On Sun, 25 Apr 2004, Irshad Ahmed wrote:
> How can we get trace of MPI calls in a parallel program, which also has
> detached threads, the threads also executes MPI calls. The programm is
> working absolutely ok, and is tested much many times,and now it is the
> analysis phase.(POSIX threads used)
Just remember the disclaimer from the previous mails on this -- LAM does
*not* support multiple threads within MPI simultaneously. You can have a
multi-threaded program, but only one thread can be in MPI at any given
time. See the FAQ and the User's Guide for more information on threads.
> I tried to use XMPI but at the end of execution of the XMPI shows only
> the last thread which executed the MPI call ( "sndng-rcvng-DIE.lamtr"
> trace file is attached).the file shows only end portion of the program.
The lam traces are a round-robin buffer which will periodically overwrite
itself.
> I think that XMPI flushes out the trace or cannot show the multiple
> threads
The former is true, but I'm not sure what the latter means -- from LAM's
point of view, it doesn't know or care about threads. It just knows that
your application has invoked MPI calls. All of them will be in the
traces, not just the ones from a single thread.
> 1- ANY IDEA ABOUT WHAT SHOULD I DO.
It depends on what you're trying to do. Are you trying to get a
per-thread timeline of MPI calls?
(see below)
> 2- STEPS, HOW A PARALLEL PROGRAM SHOULD BE ANALYZED ? i mean which
> things should get proper attention and how?

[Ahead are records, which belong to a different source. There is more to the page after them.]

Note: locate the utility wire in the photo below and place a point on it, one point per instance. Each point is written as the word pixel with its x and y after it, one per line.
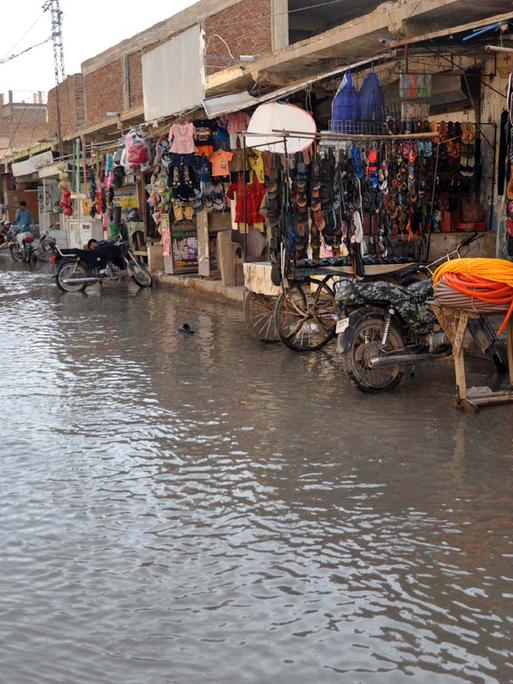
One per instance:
pixel 18 54
pixel 23 36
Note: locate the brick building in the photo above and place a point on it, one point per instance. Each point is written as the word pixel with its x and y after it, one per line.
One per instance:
pixel 72 106
pixel 22 123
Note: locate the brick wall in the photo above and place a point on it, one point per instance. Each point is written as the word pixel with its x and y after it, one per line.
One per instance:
pixel 103 92
pixel 135 79
pixel 247 29
pixel 71 98
pixel 24 133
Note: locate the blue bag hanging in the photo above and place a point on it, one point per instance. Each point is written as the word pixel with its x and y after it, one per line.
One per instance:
pixel 371 99
pixel 345 108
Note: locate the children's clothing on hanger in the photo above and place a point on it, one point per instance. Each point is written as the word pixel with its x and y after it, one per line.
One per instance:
pixel 181 139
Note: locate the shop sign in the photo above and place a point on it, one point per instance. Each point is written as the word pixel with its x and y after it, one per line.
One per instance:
pixel 32 165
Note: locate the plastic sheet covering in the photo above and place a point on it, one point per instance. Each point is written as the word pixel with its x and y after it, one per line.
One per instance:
pixel 275 116
pixel 174 76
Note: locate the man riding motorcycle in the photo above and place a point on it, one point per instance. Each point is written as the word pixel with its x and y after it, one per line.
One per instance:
pixel 23 223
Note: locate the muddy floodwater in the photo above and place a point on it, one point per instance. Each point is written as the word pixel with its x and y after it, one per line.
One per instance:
pixel 182 509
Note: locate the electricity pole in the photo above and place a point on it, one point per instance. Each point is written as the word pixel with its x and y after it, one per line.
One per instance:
pixel 58 59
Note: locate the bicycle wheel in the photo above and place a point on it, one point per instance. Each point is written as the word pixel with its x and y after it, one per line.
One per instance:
pixel 304 321
pixel 259 316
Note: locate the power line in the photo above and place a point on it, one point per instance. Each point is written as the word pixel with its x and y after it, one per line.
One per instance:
pixel 23 36
pixel 18 54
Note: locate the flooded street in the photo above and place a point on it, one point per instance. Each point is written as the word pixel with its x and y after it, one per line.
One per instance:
pixel 180 509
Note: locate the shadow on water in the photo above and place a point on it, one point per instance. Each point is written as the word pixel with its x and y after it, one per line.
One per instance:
pixel 180 507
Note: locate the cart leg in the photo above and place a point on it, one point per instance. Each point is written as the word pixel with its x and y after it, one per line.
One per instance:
pixel 459 358
pixel 509 338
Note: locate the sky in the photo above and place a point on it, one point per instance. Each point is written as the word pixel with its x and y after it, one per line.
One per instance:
pixel 89 27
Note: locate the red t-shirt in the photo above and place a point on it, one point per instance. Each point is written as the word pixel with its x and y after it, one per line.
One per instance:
pixel 255 192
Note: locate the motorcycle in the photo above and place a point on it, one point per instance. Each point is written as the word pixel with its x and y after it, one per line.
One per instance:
pixel 383 328
pixel 77 269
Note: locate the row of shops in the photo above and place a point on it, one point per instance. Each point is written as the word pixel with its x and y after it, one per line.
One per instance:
pixel 403 154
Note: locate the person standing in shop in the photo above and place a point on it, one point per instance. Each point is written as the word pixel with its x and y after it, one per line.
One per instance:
pixel 23 223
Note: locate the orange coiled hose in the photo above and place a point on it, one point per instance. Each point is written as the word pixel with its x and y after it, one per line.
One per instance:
pixel 489 280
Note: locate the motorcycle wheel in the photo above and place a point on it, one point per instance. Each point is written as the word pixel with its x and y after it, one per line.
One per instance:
pixel 139 273
pixel 66 273
pixel 16 253
pixel 367 337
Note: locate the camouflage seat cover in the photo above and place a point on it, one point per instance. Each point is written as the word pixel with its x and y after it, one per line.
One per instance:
pixel 409 302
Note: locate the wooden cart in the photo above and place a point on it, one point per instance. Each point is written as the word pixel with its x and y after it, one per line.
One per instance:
pixel 455 323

Again, it depends on what you're trying to do.
If XMPI is not sufficient for what you're doing (and it sounds like it
isn't), you may want to investigate other profiling tools and/or write
your own. Before you shrudder at the thought -- it may not be as hard as
you think.
MPI was designed with the concept of link-time intercepting MPI calls in
mind. Hence, you can intercept a call to MPI_Send, record the fact that
it was called (and in your case, from which thread it was called), and
then call the real/underlying MPI_Send. This is known as MPI's profiling
layer. In this case, you'll provide your own MPI_Send function (and all
other MPI functions that you want to intercept) and do something like
this (this is typed off the top of my head -- pardon typos):
-----
int MPI_Init(int *argc, char **argv) {
/* ... open trace output files ... */
/* Call the real/underlying MPI_Init, named PMPI_Init */
return PMPI_Init(argc, &argv);
}
int MPI_Send(...list all args here...) {
int ret;
int tid = pthread_self();
/* ...write out the fact that you called MPI_Send with this
thread ID... */
/* Call the read/underling MPI_Send */
ret = MPI_Send(...);
/* ...write out the fact that MPI_Send returned with this
thread ID... */
return ret;
}
int MPI_Finalize(void) {
/* ... close trace output files ... */
return PMPI_Finalize();
}
-----
Something along those lines may be useful.
> 3- Which technique is better for executing parallel program, either the
> executable file of the parallel program on each node, or it is
> appropriate to have only one executable file at the node which initiats
> the mpirun command. REASON, why?
Short version: either is fine.
Longer version: I can parse your question multiple ways, so I'm not
entirely sure what you are asking.
1. Run the same executable from every node vs. run different executables.
2. Have one executable on the node with mpirun, and use the "-s" switch to
send it to all the nodes to execute.
Any of these situations is fine. Using "-s" is a bit slow, but it works
fine and has no impact on the run-time performance of your application.
LAM allows quite a flexibly system of launching applications so that
developers can do whatever is most convenient for them. So whether you
have to rdist/rsync/NFS your application out to all nodes, or whether you
have different executables, or whether you use -s, it makes no difference
once you his MPI_INIT. My advice for getting your application out to all
the nodes is to use whatever method is a) most convenient and b) fastest.
--
{+} Jeff Squyres
{+} jsquyres_at_[hidden]
{+} http://www.lam-mpi.org/
|